Density of Quasi-localized Modes in Glasses: where are the Two-Level Systems?

TL;DR

This study investigates the nature of quasi-localized modes in glasses and questions whether two-level systems are necessary to explain the universal density of states observed at ultra-low temperatures.

Contribution

It identifies two distinct types of quasi-localized modes with different frequency dependencies and analyzes the glass energy landscape to explain their origins, challenging the role of two-level systems.

Findings

Two types of QLMs with different density of states identified

The properties of the energy landscape explain the creation of these modes

TLS may not be necessary for the universal density of QLMs

Abstract

The existence of a constant density of two-level systems (TLS) was proposed as the basis of some intriguing universal aspects of glasses at ultra-low temperatures.

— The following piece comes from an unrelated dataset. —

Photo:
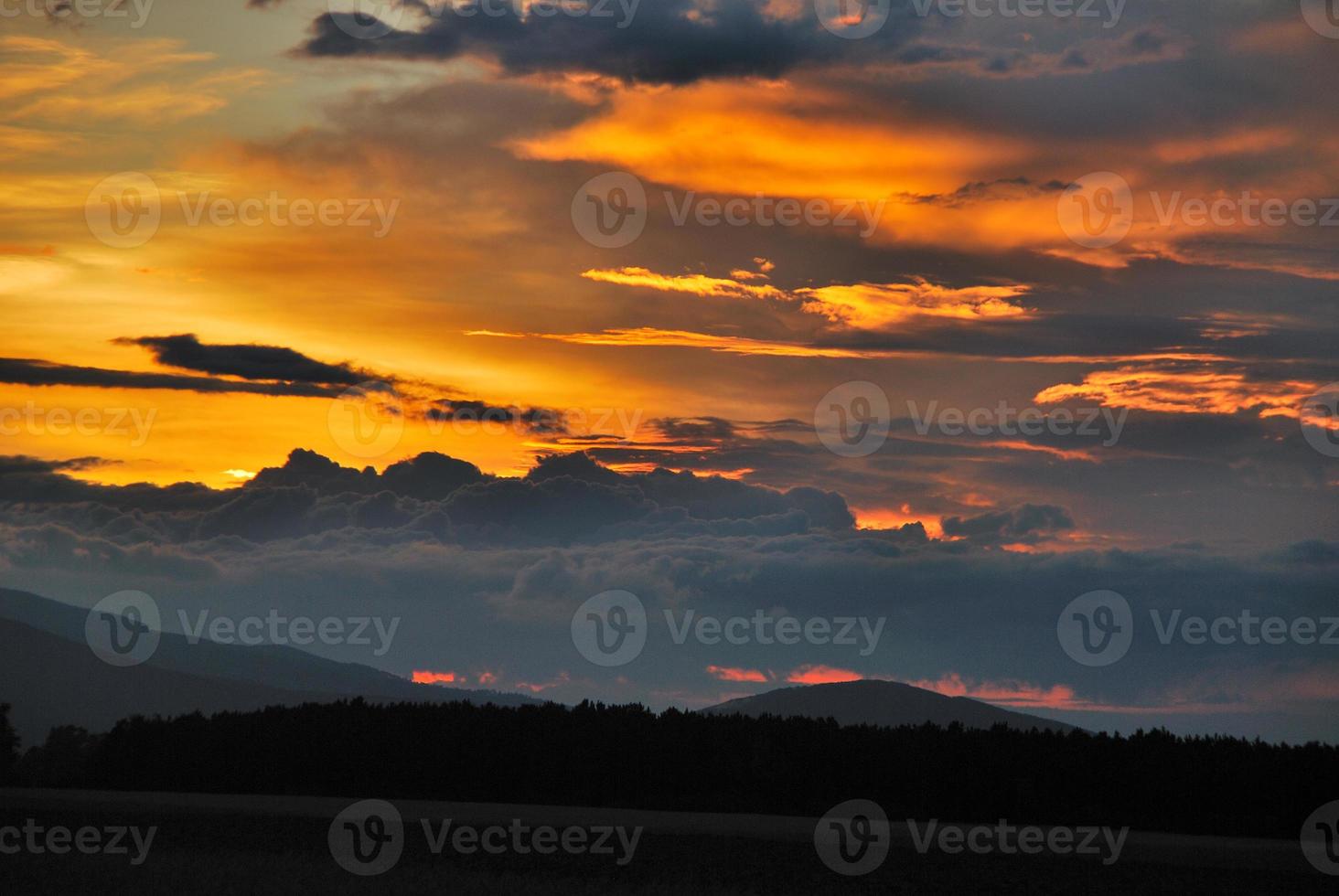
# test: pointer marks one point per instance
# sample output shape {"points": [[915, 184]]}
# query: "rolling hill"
{"points": [[885, 703]]}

Here we ask whether their existence is necessary for explaining the universal density of states quasi-localized modes (QLM) in glasses at ultra-low temperatures. A careful examination of the QLM that exist in a generic atomistic model of a glass former reveals at least two types of them, each exhibiting a different density of states, one depending on the frequency as $\omega^3$ and the other as $\omega^4$. The properties of the glassy energy landscape that is responsible for the two types of modes is examined here, explaining the analytic feature responsible for the creations of (at least) two families of QLM's. Although adjacent wells certainly exist in the complex energy landscape of glasses, doubt is cast on the relevance of TLS for the universal density of QLM's.